26 de setembro de 2014 | 02h01
Buscando resolver um problema, o governo criou outro. Ao informar, na segunda-feira, que usaria R$ 3,5 bilhões em recursos aplicados no Fundo Soberano do Brasil (FSB) para pagar parte dos juros da dívida pública, o governo queria evidenciar ao mercado que será cumprida a meta do chamado superávit primário deste ano. A manobra curiosa, no entanto, tem sido criticada internamente e, hoje, o governo está longe de um consenso sobre o uso do FSB nesse malabarismo fiscal.
Há divisões claras no governo. Parte da equipe econômica tem argumentado nos bastidores que o governo deve manter os recursos do Fundo Soberano como estão, isto é, aplicados nos papéis do Banco do Brasil, e simplesmente assumir que a meta fiscal não será cumprida. Nesse caso, o calendário é favorável: como o resultado final das contas públicas só é conhecido em janeiro, essa admissão ficaria para a nova equipe, em caso de segundo mandato, ou para um novo governo.
O governo será obrigado a revisar a estimativa para o déficit da Previdência. No último relatório orçamentário, a previsão foi levemente elevada a um rombo de R$ 40,6 bilhões. Este número, no entanto, continua fora da realidade, segundo especialistas em contas fiscais. Técnicos do próprio governo já admitem que o déficit será muito superior e deve rondar R$ 55 bilhões. Essa "piora" da Previdência colocará em xeque a meta fiscal, e, para o grupo que defende a manutenção do Fundo Soberano como está, os R$ 3,5 bilhões que seriam sacados em nada ajudariam.
Outro grupo no governo, no entanto, entende o oposto. Em 2012, o governo lançou mão pela primeira vez do Fundo Soberano, como forma de atingir a meta fiscal. Nos últimos dias daquele ano, o Tesouro montou uma triangulação que envolveu a passagem de R$ 12,5 bilhões em ações da Petrobrás de posse do Fundo Soberano para o BNDES e, deste, para a Caixa.
Feita no apagar das luzes e com pouca transparência, essa triangulação foi duramente criticada pelo mercado financeiro e por investidores, que apelidaram o expediente de "contabilidade criativa".
Com menos dinheiro no caixa do Fundo Soberano, justamente por causa da operação de 2012, uma parte relevante dos técnicos entende que a operação deve ser repetida.
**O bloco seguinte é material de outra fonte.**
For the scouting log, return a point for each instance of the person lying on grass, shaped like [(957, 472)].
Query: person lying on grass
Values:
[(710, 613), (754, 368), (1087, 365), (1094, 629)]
Até dezembro, se as ações do BB se valorizarem, a fatia hoje estimada em R$ 3,5 bilhões pode ser elevada e, assim, "ajudar" mais o fraco esforço fiscal de 2014.
O Estado apurou que a própria presidente Dilma Rousseff intercedeu na discussão entre técnicos e autoridades dos Ministérios da Fazenda e do Planejamento, além do Tesouro Nacional, sobre a inclusão da operação no relatório de despesas e receitas orçamentárias, divulgado na segunda-feira.
Dilma foi favorável à ideia de usar os R$ 3,5 bilhões do FSB, atualmente aplicados em ações do BB, para reforçar o superávit primário. Mas, para isso, o governo terá de montar uma estratégia para se desfazer dessa quantidade de ações com direito a voto do banco público.
Um movimento de venda imediatamente reduziria o valor das ações do Banco do Brasil por causa da grande oferta. Dificilmente a União abriria mão desse ativo. Mas, mesmo que vendesse, sua participação no BB não seria reduzida porque as ações não entram na conta desde que passaram ao Fundo Soberano. Procurado, o BB não se pronunciou.